To achieve this, the VdTMoCA provides a detailed guide on the selection and grading activities and use therein of materials (e.g. flour, water, paper, metal), objects/tools (e.g. spoon, brush, chair) in activities (differ, people (familiar, unfamiliar, different roles, interactions) and situations (e.g. group, library, travelling on the train).
Four principles are graded: Therapeutic use of self (Handling principles), Activity requirements (the characteristics of an activity e.g. provides sensory stimulation, requires focus of attention), Structuring principles - how long the activity will be, where, with who, and Presentation principles - how the activity will be facilitated, how the activity will happen (Fig. 1).

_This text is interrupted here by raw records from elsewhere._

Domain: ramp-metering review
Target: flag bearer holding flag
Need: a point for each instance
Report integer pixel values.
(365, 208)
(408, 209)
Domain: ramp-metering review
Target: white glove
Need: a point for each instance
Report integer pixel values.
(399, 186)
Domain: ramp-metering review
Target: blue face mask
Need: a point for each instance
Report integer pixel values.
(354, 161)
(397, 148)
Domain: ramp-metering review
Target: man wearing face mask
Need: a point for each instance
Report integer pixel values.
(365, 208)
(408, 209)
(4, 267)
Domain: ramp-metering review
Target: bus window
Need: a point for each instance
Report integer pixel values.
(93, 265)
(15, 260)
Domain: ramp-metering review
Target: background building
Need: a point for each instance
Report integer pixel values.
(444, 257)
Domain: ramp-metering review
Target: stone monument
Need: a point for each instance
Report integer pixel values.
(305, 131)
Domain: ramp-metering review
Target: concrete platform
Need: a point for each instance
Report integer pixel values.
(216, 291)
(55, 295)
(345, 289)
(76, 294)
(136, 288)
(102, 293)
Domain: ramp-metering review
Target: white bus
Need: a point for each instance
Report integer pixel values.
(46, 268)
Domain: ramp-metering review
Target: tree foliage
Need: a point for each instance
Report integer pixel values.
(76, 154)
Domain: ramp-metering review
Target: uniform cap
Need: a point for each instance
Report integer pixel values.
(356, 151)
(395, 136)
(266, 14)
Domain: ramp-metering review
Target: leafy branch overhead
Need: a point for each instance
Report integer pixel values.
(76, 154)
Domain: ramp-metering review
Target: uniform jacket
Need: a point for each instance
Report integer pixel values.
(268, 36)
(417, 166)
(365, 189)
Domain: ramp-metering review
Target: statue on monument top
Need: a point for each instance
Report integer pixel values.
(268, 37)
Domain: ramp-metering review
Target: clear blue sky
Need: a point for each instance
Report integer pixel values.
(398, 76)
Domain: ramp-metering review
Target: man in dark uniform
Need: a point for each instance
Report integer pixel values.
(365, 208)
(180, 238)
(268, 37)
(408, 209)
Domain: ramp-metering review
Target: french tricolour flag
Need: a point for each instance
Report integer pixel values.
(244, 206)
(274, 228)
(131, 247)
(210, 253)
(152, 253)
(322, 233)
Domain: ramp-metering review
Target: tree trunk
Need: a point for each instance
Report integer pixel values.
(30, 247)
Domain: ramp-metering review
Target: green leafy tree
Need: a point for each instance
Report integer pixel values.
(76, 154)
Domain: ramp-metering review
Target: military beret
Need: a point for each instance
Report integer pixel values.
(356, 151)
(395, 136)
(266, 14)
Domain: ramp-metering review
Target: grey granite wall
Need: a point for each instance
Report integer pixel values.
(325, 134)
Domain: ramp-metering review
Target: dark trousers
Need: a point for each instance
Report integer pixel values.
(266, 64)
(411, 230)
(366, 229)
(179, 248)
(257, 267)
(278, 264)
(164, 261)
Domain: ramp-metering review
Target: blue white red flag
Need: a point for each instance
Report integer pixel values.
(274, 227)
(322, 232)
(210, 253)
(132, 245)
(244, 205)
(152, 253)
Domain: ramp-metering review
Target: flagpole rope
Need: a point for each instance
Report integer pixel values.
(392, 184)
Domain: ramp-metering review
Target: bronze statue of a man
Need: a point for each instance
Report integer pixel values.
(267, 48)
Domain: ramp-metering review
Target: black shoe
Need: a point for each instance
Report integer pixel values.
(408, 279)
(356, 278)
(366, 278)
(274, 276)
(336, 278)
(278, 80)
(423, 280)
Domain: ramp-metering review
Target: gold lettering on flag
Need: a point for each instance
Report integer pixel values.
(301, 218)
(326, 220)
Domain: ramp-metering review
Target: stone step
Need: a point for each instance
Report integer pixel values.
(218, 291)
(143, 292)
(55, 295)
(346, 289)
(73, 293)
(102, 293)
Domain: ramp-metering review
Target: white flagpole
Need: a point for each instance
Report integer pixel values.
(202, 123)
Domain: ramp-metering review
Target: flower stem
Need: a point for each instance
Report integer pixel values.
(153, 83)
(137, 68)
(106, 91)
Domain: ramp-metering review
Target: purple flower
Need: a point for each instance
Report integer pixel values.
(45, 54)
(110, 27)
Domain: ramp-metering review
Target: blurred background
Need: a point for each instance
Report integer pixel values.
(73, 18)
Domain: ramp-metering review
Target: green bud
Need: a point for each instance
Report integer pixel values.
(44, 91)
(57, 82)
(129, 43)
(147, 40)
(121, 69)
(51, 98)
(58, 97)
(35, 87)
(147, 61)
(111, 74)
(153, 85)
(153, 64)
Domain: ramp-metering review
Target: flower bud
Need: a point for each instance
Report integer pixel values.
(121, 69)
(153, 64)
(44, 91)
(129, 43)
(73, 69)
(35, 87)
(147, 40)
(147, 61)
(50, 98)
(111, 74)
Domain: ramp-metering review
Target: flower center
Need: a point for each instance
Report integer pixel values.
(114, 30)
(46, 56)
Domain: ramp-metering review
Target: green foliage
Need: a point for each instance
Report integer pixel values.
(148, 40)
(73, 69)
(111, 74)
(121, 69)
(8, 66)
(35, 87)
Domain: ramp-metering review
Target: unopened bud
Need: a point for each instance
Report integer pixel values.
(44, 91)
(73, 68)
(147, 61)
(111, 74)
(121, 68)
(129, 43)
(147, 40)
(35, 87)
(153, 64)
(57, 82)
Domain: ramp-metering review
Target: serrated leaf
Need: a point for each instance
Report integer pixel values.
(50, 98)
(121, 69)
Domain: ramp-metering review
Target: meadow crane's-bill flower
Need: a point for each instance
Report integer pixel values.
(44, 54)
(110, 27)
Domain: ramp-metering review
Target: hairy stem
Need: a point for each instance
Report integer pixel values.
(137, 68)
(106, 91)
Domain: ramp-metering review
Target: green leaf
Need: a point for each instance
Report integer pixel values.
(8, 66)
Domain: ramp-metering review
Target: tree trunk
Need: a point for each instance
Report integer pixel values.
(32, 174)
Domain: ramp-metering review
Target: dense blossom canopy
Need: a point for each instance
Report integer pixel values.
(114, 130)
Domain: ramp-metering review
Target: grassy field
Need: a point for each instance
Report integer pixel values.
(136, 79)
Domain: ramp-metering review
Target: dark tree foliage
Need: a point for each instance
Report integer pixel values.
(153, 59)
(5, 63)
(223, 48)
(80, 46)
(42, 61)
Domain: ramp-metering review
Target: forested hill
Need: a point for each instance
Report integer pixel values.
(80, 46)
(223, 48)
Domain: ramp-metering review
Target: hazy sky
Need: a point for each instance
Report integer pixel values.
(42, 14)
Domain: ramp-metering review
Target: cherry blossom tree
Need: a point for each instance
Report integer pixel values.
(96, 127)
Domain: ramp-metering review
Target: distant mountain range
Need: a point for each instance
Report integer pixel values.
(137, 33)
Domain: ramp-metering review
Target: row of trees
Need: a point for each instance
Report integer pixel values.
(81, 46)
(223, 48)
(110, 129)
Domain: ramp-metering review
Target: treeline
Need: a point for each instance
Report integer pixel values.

Figure 1. Treatment principles for grading to the level and phase of creative ability.
Meaningful and purposeful activities are graded according to the level of creative ability, aims and these principles so that all intervention (including our interaction and other staff's interaction) is literally pitched at the client's level, and at the just right challenge . Intervention is doable, and the demands are graded for the person to develop new abilities and experience success through own EFFORT - experiencing "I CAN" moments.
If the person has a condition which will progressively cause deterioration, intervention is pitched at their current level to maintain ability for as long as possible, grading down as creative ability declines.
Knowing the phase of creative ability also influences grading. It is more common for a person to experience frequent changes in the phase rather than change a whole level of creative ability on a regular basis. The VdTMoCA enables therapists to detect (and measure)small changes in creative ability through knowing and being sensitive to the phases of creative ability, and intervention is graded accordingly. This enables therapists to be very responsive to changes in the client.